Capstone Project - Speech recognition in children with learning disabilities using deep learning

Business Case and Project Purpose

The importance of communication for people with severe learning disabilities

Communication is vital in ensuring that people can express themselves, control their environment and make sense of the world around them.

This is equally if not more important when that person has a learning disability and may not be able to interpret their environment as easily as others.
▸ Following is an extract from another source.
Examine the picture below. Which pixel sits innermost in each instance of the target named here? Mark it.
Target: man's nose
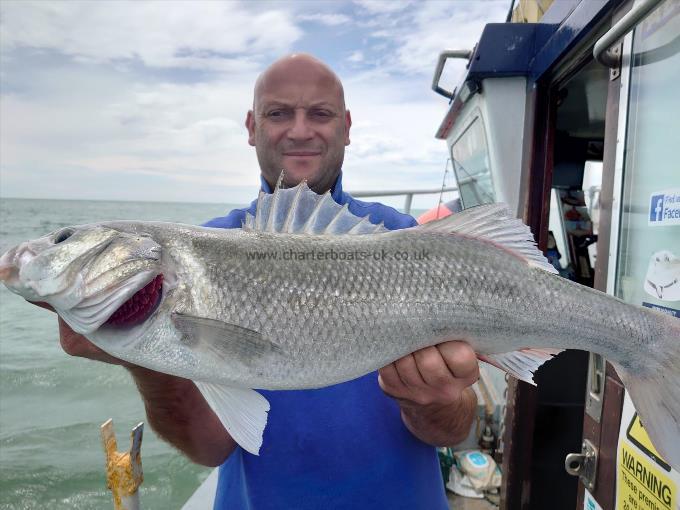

Communicating with children and young people who have a severe learning disability can be extremely challenging, if a child is not able to communicate by traditional methods they may become frustrated and use behaviours that might be seen as challenging.

For example, in self-harm behaviour, the child may be wanting to communicate that they are in pain or discomfort or that they are hungry, thirsty etc. If the behaviour is effective in getting what the child needs it is more likely to be repeated.

Communication is a human right

Communication techniques for people with learning disabilities

Some people with learning disabilities have difficulties communicating with others when solely making use of expressive and receptive language.

There are a variety of other techniques which have been developed to help support people for whom speech is difficult, for example:

  • Communication systems such as Makaton (based on British sign language) or PECS (Picture Exchange communication system)
  • Easy read symbols
  • Speech and language therapy

Makaton signs and PECS symbols examples

It is often hard to know what support is available to help people with learning disabilities communicate more easily.

Using visual guides or cues to aide communication is one important way of supporting people to have a greater understanding of what is being conveyed to them.

Brief

Supporting communication in children with non-typical speech using Deep Learning

The purpose of this project is to use Data Science and deep learning techniques to build a model that can suitably classify audio samples from an individual with a speech disorder or with a severe learning disability that impacts speech.

The eventual aim being a tool or app that helps parents of a child with a speech disorder or severe learning disability support their communication.

With adequately supported communication, their child will be better able to:

  • Express their needs, feelings or opinions
  • Make choices
  • Interact with others and form relationships.
  • Develop skills which will help them access learning opportunities.

Parents would be able to use the app, installed on a mobile device, to record their child speaking, receiving suggestions as to the word that the child is trying to voice, similar to the Google Recorder app but specifically configured to pick up and trained on atypical speech.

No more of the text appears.